Schnell, doch nie überhastet wird das Machtgefüge innerhalb des Knasts umrissen und durchleuchtet. Neuland wird dabei zwar nicht betreten, so gut wie jeder Charakter ist aus dem Klischee-Handbuch hinlänglich bekannt, doch sind die bekannten Versatzstücke dafür mit umso mehr Seele aufgeladen. Neben Stallone und Sutherland gibt es in Nebenrollen noch einige Stars aus ähnlich gelagerten Filmen wieder zu entdecken. Zum Beispiel Tom Sizemore als windiger Dallas und der hünenhafte Sonny Landham („Predator") als hundsgemeiner Knastrüpel Chink, mit dem sich Frank natürlich früher oder später eine Konfrontation liefert. Den meisten Eindruck hinterlässt jedoch der ebenfalls breit gebaute John Amos als bärbeißiger Wärter Meissner. Darlanne Fluegel als Franks engelsgleiche Frau spielt da nur die zweite Geige und dient nicht zuletzt dazu, den latent-homophilen Subtext der inhaftierten Männerbünde zumindest ein wenig abzuschwächen.
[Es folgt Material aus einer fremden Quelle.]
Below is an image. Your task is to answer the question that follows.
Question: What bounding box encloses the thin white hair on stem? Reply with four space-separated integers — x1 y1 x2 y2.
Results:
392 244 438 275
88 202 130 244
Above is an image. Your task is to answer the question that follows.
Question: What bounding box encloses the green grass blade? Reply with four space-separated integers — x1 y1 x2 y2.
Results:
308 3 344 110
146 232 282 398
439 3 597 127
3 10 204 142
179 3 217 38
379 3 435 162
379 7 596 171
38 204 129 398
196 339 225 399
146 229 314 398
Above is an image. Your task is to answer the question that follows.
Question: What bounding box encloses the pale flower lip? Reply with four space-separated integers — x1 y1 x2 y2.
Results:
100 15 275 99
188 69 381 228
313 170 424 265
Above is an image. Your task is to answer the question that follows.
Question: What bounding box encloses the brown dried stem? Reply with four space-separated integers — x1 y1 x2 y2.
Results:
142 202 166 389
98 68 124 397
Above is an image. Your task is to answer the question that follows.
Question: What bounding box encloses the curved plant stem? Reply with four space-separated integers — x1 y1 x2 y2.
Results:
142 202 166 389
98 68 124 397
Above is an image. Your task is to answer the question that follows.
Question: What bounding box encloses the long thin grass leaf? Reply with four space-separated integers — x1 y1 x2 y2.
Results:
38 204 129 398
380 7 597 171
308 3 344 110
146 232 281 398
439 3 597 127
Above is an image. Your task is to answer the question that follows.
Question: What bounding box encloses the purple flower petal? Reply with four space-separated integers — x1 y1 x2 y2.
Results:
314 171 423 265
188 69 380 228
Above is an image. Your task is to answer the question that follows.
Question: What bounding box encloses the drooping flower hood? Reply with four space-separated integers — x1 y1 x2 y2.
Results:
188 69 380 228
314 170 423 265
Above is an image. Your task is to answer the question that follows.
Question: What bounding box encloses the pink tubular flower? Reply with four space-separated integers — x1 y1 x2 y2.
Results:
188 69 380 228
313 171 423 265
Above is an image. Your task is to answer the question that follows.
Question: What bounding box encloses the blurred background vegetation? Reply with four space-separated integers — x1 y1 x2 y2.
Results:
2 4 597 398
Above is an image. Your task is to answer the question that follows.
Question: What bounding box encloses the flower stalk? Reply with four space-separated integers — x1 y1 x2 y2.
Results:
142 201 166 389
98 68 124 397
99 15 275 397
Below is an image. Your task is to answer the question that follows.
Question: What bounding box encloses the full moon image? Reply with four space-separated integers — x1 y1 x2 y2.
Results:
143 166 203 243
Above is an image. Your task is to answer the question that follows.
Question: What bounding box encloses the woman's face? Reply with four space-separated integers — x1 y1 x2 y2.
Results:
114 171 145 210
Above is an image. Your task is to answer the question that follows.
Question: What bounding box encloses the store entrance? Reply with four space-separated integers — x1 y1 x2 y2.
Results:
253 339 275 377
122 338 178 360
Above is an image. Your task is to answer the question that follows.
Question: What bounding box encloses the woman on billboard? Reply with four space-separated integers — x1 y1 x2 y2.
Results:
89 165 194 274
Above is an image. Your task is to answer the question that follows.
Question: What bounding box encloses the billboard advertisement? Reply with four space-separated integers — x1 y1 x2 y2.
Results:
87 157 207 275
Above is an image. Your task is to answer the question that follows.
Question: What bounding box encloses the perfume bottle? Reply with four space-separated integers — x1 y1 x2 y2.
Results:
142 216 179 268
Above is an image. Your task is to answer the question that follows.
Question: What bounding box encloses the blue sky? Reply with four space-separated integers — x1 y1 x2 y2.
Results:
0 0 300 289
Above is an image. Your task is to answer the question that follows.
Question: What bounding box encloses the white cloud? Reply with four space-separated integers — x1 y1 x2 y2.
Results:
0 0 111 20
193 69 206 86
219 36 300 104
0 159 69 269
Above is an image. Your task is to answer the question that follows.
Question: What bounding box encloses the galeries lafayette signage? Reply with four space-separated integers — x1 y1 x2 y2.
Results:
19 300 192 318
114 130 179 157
So konventionell Geschichte und Figuren in vielerlei Hinsicht auch sind, mit einem brillanten Kniff gelingt es den auf aggressives Agieren spezialisierten Action-Heroen Stallone zu einer passiven Figur zu machen, die ihr Schicksal nicht selbst in die Hände nehmen darf: Will er seine Haftzeit nicht verlängern, muss er die zunehmend sadistischen Aktionen Drumgooles und seiner Schergen passiv erdulden. Und auch wenn Stallone nie ein Brando war, ihm oft die darstellerischen Zügel entgleiten, ist er ein glaubwürdiger Held. Als Zuschauer wünscht man sich einerseits, er möge jedem Ärger aus dem Weg gehen und andererseits, sein Zorn möge endlich aus ihm herausbrechen.
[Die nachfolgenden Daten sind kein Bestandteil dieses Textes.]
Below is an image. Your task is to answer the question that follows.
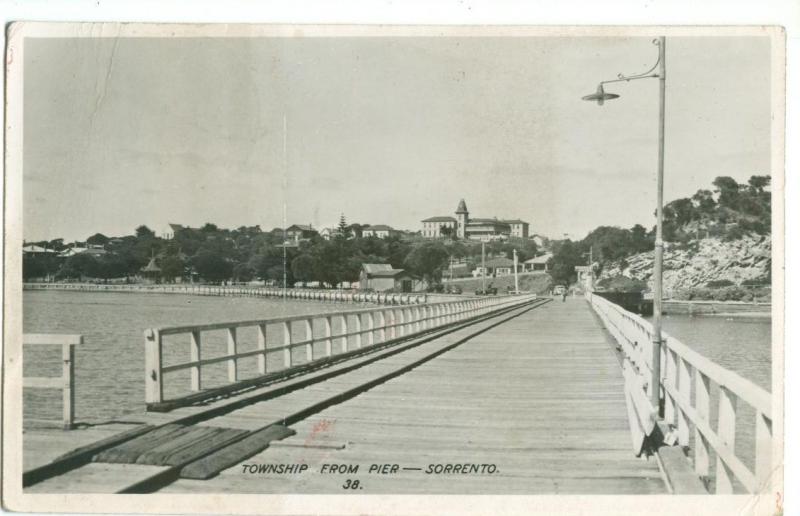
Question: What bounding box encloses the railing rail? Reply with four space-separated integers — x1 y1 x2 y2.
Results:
23 283 432 305
145 295 536 406
22 333 83 430
586 293 772 494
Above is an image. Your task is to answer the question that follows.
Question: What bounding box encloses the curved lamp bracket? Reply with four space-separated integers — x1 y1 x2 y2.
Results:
600 38 661 84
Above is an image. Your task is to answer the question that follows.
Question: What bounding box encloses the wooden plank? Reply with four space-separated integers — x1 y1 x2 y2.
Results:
180 425 295 479
135 426 225 466
92 424 191 464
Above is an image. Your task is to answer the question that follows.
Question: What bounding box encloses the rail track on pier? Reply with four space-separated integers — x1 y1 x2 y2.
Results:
23 299 550 493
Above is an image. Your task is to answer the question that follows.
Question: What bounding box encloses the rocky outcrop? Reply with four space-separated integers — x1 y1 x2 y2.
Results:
600 235 772 296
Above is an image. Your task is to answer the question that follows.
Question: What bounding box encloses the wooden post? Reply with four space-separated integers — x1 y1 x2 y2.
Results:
367 312 375 346
228 326 238 383
189 331 202 391
354 314 361 349
756 411 772 493
144 329 164 403
694 369 711 477
342 315 347 353
325 316 333 357
257 324 267 374
717 386 736 494
61 337 76 430
283 321 292 369
678 357 692 446
303 317 314 362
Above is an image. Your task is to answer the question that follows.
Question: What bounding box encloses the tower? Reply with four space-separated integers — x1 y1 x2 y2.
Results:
456 199 469 239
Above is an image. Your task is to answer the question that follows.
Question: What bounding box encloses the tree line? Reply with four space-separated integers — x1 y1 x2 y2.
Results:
23 217 537 287
549 175 772 284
Dieser Konflikt zwischen brodelnder Körperlichkeit und ihrer gleichzeitigen Unterdrückung sind das Markenzeichen der besten Stallone-Filme. Die interessantesten Stallone-Filme erzählen von passiven Helden, die nicht kämpfen wollen, jedoch durch das Außen zum Äußersten gezwungen werden. Geradezu emblematisch funktioniert so „Lock Up" mit seiner Gegenüberstellung von gepeinigtem Körper und der peinigenden äußeren Welt. Die ihn in diesem Fall quasi sogar umschlossen hält, in sich aufgenommen hat.
Immer wieder inszeniert Flynn Flure und Katakomben mit Dampfrohren, feuchten Wänden und exzentrischer Lichtsetzung wie ein atmendes, schwitzendes, böses Wesen, dass im actionreichen Schlussakt vom Helden samt Mann und Maus bezwungen werden muss. Wo der Ort selbst zum Feind werden kann, werden Menschen zu Bulldozern. Die Action ist handfest und körperlich und besticht vor allem darin, dass sie nicht ins Extrem ausgereizt wird. Sie zeigt einen Mann, der an seine klar aufgezeigten Grenzen geht, jedoch nie zum Übermenschen wird. Auf der Leinwand und in seiner Machart ist „Lock Up" eine handfeste und sympathisch „klein" gehaltene Filmerfahrung, die auch bei erneuter Sichtung nicht zum Meisterwerk reift, doch noch immer packt und hervorragend unterhält.
Fazit: „Lock Up" mag hölzern, konstruiert und leicht zu durchschauen sein, doch funktioniert der kernige Knast-Klopper nach wie vor perfekt und zählt zu den kleinen, weniger bekannten Perlen im Werk Stallones.